In fact, a quote from [1] clearly states that it contains "largely the same code ... refactored":
".NET Core also includes the base class libraries. These libraries are largely the same code as the .NET Framework class libraries, but have been factored (removal of dependencies) to enable us to ship a smaller set of libraries."
I think the state of the Windows Store shows that approximately nobody took that seriously.

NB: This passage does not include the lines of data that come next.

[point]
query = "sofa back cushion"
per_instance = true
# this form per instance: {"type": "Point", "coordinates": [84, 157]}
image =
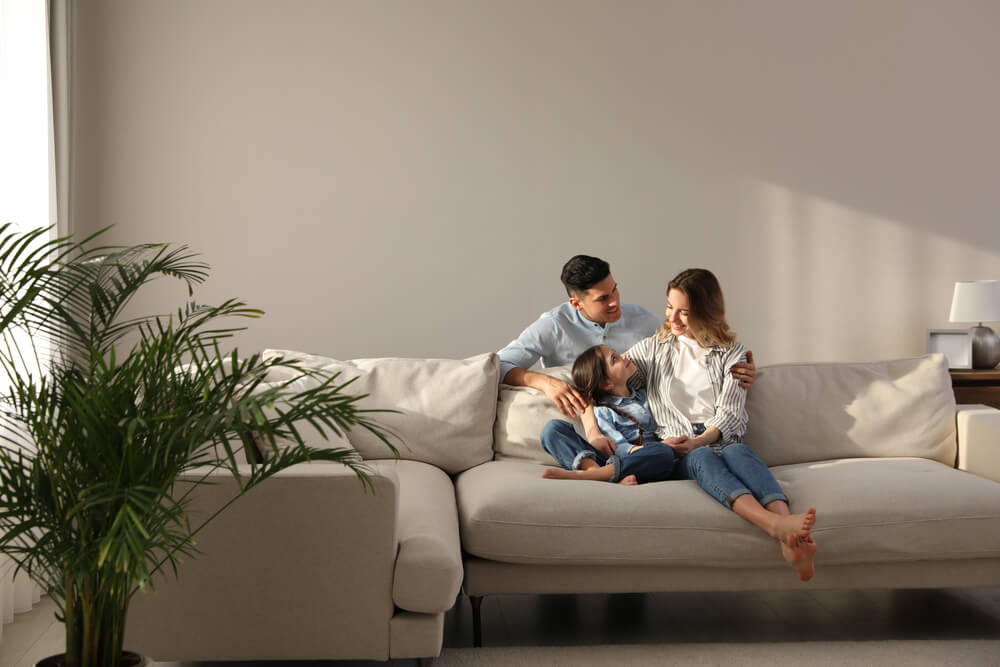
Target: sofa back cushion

Unfortunately there are a few libraries I use at work that were released around the whole Windows RT/JS debacle, so their documentation takes a little more figuring, and is frequently incorrect, due to only having code samples in these dead/orphaned variants.
I think part of it is that MS tied WinRT to full screen-only apps, a mistake they're fixing in Windows 10. Some of the features of the WinRT API look neat.
C# wouldn't be my top "go to" language, but I would put it above Java. I liked some of the generics handling better, it can be less verbose it seems.
Monodevelop is not on par with Visual Studio, but it is solid and worked well for me. I usually don't like IDEs, but for a new language/framework and large projects it was very helpful to have it.
Wondering if open sourcing .NET core will breathe a new life into Mono project and maybe it is going to be bigger thing that what we expected -- we'll start seeing more back-end usage of .NET.
F# is nice too, and if anyone stayed away because of having to use Windows, maybe now is a time to take a second look.